Problem with second bridge on OVS

Hello,

we have a connectivity problem with second bridge on OVS.
Configuration: we have ovsbr0 bridge on OVS which is used for VM traffic. This bridge has a bond of 2 interfaces (bond0) in it with all the customers VLANs tagged. We use dedicated 10G NIC for ceph storage traffic, and 2 ports are bonded (bond1) and tagged with 2 storage VLANs. The network configuration seems to be ok. We’ve added a bond1.xxx interface and assigned an IP address to it. All works fine (ceph mounts work well on the hypervisors). Now, we’ve added second bridge to OVS named “ceph” and added bond1 interface to the bridge. After attaching new vNIC in VM, adding it to the ceph bridge with tagged VLAN, assigning the IP address to that new vNIC, the connectivity fails between VM and the rest of the network.

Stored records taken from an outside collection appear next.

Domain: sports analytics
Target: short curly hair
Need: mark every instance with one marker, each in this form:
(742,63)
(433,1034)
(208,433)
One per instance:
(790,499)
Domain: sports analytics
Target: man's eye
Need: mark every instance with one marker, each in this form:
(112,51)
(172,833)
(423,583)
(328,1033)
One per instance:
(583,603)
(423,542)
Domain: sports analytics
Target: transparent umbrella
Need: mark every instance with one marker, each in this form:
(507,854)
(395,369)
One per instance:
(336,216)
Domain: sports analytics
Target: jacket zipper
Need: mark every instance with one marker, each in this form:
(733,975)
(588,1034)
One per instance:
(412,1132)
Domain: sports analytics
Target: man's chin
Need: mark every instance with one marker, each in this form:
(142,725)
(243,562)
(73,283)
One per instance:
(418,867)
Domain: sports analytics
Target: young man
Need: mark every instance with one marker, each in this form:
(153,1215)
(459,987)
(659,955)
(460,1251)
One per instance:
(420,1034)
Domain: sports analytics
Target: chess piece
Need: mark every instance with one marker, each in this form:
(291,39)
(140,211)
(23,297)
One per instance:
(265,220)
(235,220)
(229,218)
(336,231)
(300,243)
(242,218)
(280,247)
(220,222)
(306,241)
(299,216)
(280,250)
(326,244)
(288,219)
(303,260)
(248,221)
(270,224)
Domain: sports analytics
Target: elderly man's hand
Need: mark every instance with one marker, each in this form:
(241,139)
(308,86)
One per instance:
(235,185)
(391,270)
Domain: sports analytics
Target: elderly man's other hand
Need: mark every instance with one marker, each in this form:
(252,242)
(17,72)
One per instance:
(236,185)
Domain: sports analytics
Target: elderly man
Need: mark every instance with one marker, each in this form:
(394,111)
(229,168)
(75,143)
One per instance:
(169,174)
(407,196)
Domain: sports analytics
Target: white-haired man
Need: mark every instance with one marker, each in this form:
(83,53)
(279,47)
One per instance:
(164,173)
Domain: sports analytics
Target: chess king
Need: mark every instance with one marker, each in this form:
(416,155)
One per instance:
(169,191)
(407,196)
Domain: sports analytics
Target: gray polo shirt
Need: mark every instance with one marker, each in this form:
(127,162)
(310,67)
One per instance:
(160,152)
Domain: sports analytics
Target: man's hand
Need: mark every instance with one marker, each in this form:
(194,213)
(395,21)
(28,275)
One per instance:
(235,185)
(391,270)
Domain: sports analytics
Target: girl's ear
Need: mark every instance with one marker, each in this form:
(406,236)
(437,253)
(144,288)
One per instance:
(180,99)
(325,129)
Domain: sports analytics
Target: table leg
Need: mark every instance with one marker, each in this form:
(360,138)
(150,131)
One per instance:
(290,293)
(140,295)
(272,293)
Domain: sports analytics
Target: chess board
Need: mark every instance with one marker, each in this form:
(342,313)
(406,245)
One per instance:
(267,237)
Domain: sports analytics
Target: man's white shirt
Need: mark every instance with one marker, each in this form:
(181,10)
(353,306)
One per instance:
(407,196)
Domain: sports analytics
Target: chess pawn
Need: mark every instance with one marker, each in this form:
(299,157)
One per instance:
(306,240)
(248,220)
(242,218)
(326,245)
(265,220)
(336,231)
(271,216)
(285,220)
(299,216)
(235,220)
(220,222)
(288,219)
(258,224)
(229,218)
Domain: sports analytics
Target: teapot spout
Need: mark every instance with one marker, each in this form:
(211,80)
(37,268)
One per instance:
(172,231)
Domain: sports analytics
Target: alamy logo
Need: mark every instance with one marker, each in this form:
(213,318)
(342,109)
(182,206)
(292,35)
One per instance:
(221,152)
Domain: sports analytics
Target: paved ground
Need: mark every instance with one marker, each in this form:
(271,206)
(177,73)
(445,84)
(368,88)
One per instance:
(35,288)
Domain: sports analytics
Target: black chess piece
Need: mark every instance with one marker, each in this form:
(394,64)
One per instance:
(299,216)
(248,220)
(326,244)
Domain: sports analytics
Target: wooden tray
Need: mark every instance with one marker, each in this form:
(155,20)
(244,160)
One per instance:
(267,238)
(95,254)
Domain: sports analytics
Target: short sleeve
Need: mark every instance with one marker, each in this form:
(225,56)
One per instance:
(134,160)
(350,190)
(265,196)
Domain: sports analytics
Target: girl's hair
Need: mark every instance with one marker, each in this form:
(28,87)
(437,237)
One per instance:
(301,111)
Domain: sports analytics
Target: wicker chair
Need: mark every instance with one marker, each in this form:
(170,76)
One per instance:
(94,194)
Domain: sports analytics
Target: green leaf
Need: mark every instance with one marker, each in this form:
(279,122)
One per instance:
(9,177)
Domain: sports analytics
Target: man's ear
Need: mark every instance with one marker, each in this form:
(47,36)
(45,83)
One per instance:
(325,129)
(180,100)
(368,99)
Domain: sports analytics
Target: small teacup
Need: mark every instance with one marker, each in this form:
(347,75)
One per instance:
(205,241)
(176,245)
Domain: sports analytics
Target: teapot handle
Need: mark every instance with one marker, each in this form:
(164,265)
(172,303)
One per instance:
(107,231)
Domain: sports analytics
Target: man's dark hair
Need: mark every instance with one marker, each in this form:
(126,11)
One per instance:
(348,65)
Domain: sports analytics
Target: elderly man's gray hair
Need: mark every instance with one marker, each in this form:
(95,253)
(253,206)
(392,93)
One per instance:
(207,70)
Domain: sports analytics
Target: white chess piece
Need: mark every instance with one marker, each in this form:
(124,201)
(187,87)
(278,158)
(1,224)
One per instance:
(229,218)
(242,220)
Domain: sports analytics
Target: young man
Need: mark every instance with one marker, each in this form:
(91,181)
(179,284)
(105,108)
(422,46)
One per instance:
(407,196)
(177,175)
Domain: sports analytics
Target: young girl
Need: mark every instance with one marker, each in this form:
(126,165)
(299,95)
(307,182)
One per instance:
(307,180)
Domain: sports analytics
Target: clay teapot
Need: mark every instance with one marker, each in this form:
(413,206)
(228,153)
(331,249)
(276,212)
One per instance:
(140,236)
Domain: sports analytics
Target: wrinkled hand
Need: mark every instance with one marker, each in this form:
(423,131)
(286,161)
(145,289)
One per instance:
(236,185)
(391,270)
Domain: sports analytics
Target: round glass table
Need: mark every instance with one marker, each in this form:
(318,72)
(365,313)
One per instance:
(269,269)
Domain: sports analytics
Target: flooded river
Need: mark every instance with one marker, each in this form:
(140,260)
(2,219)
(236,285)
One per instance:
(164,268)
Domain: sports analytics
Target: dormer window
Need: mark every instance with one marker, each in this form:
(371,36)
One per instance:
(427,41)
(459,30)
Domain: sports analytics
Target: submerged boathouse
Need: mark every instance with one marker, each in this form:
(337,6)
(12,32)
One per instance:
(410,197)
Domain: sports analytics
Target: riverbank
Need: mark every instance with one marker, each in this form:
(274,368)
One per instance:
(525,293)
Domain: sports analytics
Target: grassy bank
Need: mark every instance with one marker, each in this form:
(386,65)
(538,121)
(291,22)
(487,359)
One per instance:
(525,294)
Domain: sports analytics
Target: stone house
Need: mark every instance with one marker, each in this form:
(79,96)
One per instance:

We use CentOS 7 on all hypervisors,
OVS : ovs-vswitchd (Open vSwitch) 2.5.2
kernel: 4.16.0-1.el7.elrepo.x86_64
one: 5.4.13
libvirtd: 4.5.0

# ovs-vsctl show
499e925c-fd74-4e40-9f64-50590869111b
    Bridge "ovsbr0"
        Port "one-1053-0"
            tag: 1018
            Interface "one-1053-0"
        Port "bond0"
            Interface "bond0"
        Port "ovsbr0"
            Interface "ovsbr0"
                type: internal
    Bridge ceph
        Port ceph
            Interface ceph
                type: internal
        Port "bond1"
            Interface "bond1"
        Port "one-1053-1"
            tag: 556
            Interface "one-1053-1"
    ovs_version: "2.5.2"

# ovs-appctl fdb/show ceph
 port  VLAN  MAC                Age

ping fails from VM to rest of the network, as well as the other way around, obviously because there are no MAC addresses learned

If we try to trace that ping through ovs, we can see that counter is incrementing when pinging from VM to physical server, and we can see arp requests on bond1 interface also, but no reply.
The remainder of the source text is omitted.